L’école de musique

 

 

LA MUSIQUE EN ÉTÉ

 

Le couloir d’un moment d’attente que rythme le tic-tac d’un métronome assez semblable à la pulsation de ces machines qui mesurent le battement du cœur. Un piano égrène des notes mal assurées, mélodie répétitive, très pure, candide — et cette fois, c’est un peu du Grand Hôtel des Bains qui, la chaleur aidant, remonte en mémoire. Le couac d’un tuba trébuche dans l’escalier.

Au dehors, chaleur lourde du plein été. Quelques moineaux pépient comme pépient toujours les moineaux, sans rien de mélodieux mais avec une sorte d’obstination — il y en a un surtout qui, juché sur une gouttière, profite de ce que le sous-toit et la cour font caisse de résonance. Puis les appels deviennent sporadiques, finissent par cesser. Quelque chose tombe comme un voile blanc, ou le feuillage d’un tilleul après un coup de vent. Les enfants ont déserté le terrain de jeu. Rares voitures. Échos lointains d’une mobylette et de la leçon de piano. Les martinets traversent ce moment blanc du tranchant noir de leur vol et de leurs cris. L’immeuble gris semble un bateau échoué…

Arrive un agent municipal armé de plots orange et protégé par un gilet jaune fluo. Il dispose au sol, sur la courbe du dos-d’âne, une grande équerre orange, démarre un engin à moteur qui lui permet de projeter de la peinture blanche : il dessine ainsi des triangles blancs qui signalent aux automobilistes la présence du dos d’âne. À chaque pression sur le pistolet à peinture, un « pssh » suivi d’une sorte de râle d’oiseau aquatique. Le vacarme couvre les autres sons, la leçon de piano, les cris des martinets. Il occupe l’espace laissé vacant de cet après-midi d’été.

Un homme ouvre la fenêtre de la grande et vieille demeure qui jouxte l’école de musique : il jette un œil en direction des travaux, lance des restes de cartons par la fenêtre, puis disparaît à l’intérieur dans la pénombre de cette demeure promise à une proche démolition.

Moment d’attente et de presque rien.

Toute une vie faite de ces riens. Ces travaux. Ces va-et-vient. Ces gestes quotidiens. 

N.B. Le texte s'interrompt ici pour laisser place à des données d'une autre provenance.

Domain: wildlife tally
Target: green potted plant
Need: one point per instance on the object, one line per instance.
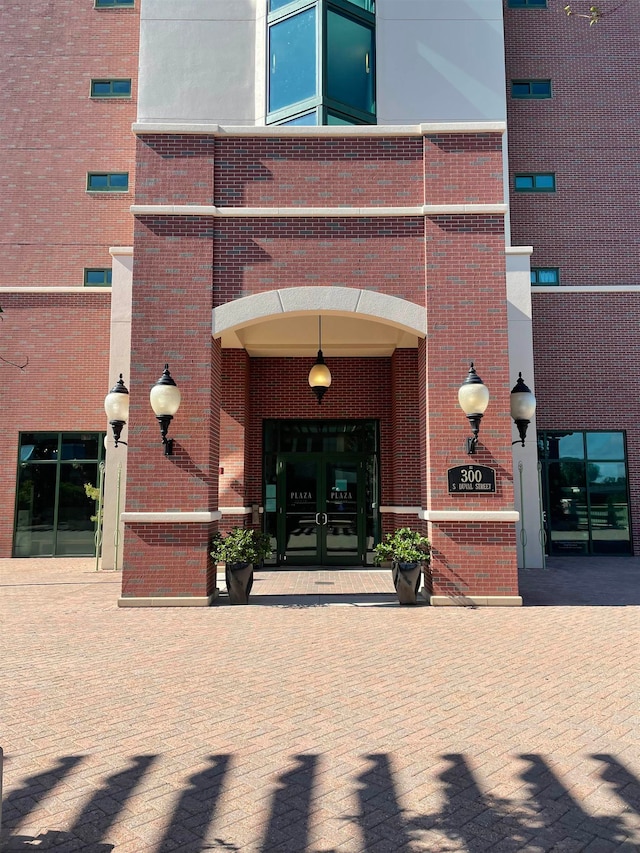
(409, 553)
(241, 549)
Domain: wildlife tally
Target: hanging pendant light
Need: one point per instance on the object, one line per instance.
(319, 375)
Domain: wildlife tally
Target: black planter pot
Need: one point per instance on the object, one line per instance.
(406, 580)
(239, 578)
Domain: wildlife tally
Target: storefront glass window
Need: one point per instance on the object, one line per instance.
(53, 512)
(584, 477)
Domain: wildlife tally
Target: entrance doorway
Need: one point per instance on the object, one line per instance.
(321, 491)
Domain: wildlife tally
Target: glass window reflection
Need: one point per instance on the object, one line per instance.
(605, 445)
(292, 60)
(350, 58)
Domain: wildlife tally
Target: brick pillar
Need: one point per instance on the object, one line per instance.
(474, 555)
(172, 501)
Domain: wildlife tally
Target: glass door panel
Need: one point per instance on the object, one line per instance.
(340, 540)
(321, 510)
(301, 514)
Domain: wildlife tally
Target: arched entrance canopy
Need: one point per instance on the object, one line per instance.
(345, 301)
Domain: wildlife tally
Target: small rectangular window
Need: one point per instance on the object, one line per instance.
(531, 88)
(111, 88)
(106, 182)
(545, 275)
(543, 182)
(94, 277)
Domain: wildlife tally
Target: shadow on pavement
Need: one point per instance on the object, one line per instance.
(546, 815)
(583, 581)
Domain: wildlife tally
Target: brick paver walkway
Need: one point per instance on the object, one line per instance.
(323, 717)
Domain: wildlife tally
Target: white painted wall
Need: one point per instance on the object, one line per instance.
(204, 61)
(525, 459)
(198, 61)
(115, 475)
(440, 60)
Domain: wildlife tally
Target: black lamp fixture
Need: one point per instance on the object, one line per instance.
(116, 406)
(473, 396)
(523, 407)
(165, 401)
(319, 375)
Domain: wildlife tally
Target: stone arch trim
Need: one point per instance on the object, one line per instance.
(390, 310)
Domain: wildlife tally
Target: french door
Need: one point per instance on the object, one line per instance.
(321, 509)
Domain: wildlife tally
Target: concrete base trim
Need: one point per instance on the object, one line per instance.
(169, 601)
(435, 515)
(169, 517)
(140, 128)
(476, 601)
(211, 210)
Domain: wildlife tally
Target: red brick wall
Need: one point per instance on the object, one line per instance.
(253, 255)
(66, 339)
(297, 172)
(585, 133)
(453, 263)
(52, 133)
(360, 388)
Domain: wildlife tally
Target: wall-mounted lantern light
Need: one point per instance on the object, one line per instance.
(319, 375)
(116, 405)
(165, 401)
(523, 407)
(473, 396)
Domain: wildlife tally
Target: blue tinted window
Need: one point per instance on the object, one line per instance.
(97, 277)
(110, 88)
(542, 182)
(308, 119)
(108, 181)
(545, 275)
(292, 60)
(605, 445)
(531, 88)
(334, 118)
(524, 182)
(350, 58)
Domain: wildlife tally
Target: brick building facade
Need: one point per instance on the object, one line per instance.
(234, 236)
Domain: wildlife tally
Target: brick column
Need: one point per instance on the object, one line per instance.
(172, 501)
(473, 535)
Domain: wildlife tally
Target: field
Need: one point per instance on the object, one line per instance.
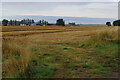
(86, 51)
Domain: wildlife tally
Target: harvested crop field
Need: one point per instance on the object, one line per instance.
(86, 51)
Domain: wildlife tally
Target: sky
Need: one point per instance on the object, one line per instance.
(59, 0)
(72, 9)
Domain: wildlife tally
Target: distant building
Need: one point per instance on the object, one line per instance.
(72, 24)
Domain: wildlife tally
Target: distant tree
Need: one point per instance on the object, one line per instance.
(108, 23)
(60, 22)
(116, 23)
(4, 22)
(43, 21)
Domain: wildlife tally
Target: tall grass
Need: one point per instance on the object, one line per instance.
(16, 59)
(102, 39)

Un père attend son enfant, assis sur les marches d’un escalier de secours; où sera-t-il quand son enfant, devenu grand, attendra son propre enfant ? D’autres martinets, identiques en tout point à ceux-là, crieront dans ce même ciel d’été. On aura d’ici là refait mille fois les mêmes cours de piano, de tuba, et repeint les bandes blanches qui signalent aux automobilistes le dos d’âne. Le moineau — qui a repris son poste de cri sur la gouttière du gymnase — sera supplanté par un autre, au même cri. On se plaindra du temps trop chaud. La vieille dame qui sort de la grande maison en s’appuyant d’un côté sur celui que je suppose être son fils et de l’autre sur une béquille, sera morte depuis longtemps. Et puis tout cela insensiblement disparaîtra, comme nuage de beau temps dans le ciel de l’été.